The attempt to explain the narratives of ancient history as 'allegorical language' on the ground that the early history and the final history belong together and the final history, especially the Revelation, is obviously foretold in allegorical language, cannot be maintained.
The same applies to the assertion, frequently made today, that the Old Testament can still be 'God's Word' even if the events therein stated(e.g. the early histories) did not literally happen; that it matters less what were the happenings of the past than what is the message for the present; that we are not spectators, but those addressed.
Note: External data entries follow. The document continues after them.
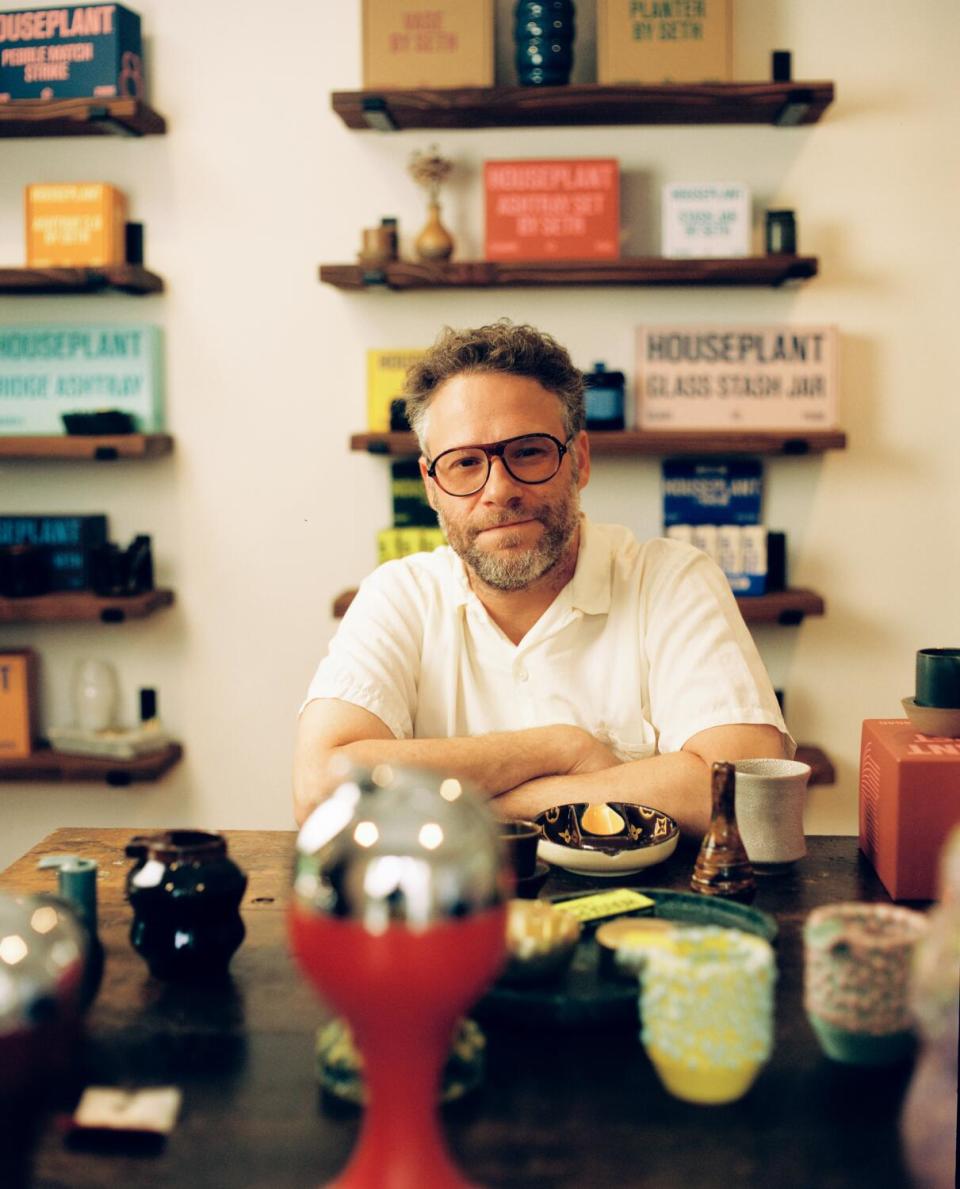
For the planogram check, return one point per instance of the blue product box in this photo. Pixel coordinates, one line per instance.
(713, 492)
(89, 51)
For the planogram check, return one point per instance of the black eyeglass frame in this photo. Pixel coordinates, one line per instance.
(496, 450)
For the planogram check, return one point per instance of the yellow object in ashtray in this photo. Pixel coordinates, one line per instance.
(601, 819)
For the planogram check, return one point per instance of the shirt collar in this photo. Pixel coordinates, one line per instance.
(590, 587)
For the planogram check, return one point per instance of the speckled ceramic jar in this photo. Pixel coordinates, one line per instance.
(857, 969)
(707, 1008)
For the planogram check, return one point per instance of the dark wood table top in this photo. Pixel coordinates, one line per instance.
(578, 1108)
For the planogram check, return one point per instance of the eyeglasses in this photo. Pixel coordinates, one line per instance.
(529, 458)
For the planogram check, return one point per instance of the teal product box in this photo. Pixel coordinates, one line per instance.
(713, 492)
(67, 543)
(71, 51)
(49, 370)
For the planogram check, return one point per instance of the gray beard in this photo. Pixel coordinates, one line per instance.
(518, 571)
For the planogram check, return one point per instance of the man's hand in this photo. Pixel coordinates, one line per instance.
(490, 763)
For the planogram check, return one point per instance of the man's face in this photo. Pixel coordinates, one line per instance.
(509, 533)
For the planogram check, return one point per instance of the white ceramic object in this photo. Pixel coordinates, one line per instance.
(94, 696)
(770, 803)
(937, 721)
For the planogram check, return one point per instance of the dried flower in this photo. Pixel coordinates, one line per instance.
(430, 170)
For whatever truth there may be in the last statement, the first is unintelligible and illogical; for the Old Testament does not give these narratives in visions or apocalyptic symbols, as does the Revelation of John, nor in the form of manifest myths, pictures, and parables, but as actual history(e.g.Gen.1-3), or, as regards the prophecies of Daniel, as actual predictions. Therefore these narratives, in the meaning of their writers, must be esteemed as actual history, without modifying the conception of 'history'. For God's Spirit can never promote divine truth by error and pious falsification. Therefore only as historical events that came to pass does the 'sacred history' still come to pass in us today.
The right of textual research as well as of literary and historical inquiry, as also for comparative studies of cultural and religious facts, is not thereby denied. Even so in exegesis, the underlying spiritual principles and typical meanings, which are contained in those past events, must at the same time be most forcibly emphasized.
It would exceed the space of our book to discuss in further detail the tension between the Biblical view of the world and that of modern natural philosophy which arises from the above matters of fact. Our task is not apologetic, nor defence of the faith, but only a history of salvation, and this only in outline. The Bible pictures quite simply the historical connexions in God's plan, and forgoes all detailed, philosophical, apologetic discussions. Elsewhere these are doubtless of great significance and to be heartily endorsed. Nevertheless, in the compass of an historical survey, before all else the reference to the authority of the Lord Jesus must suffice.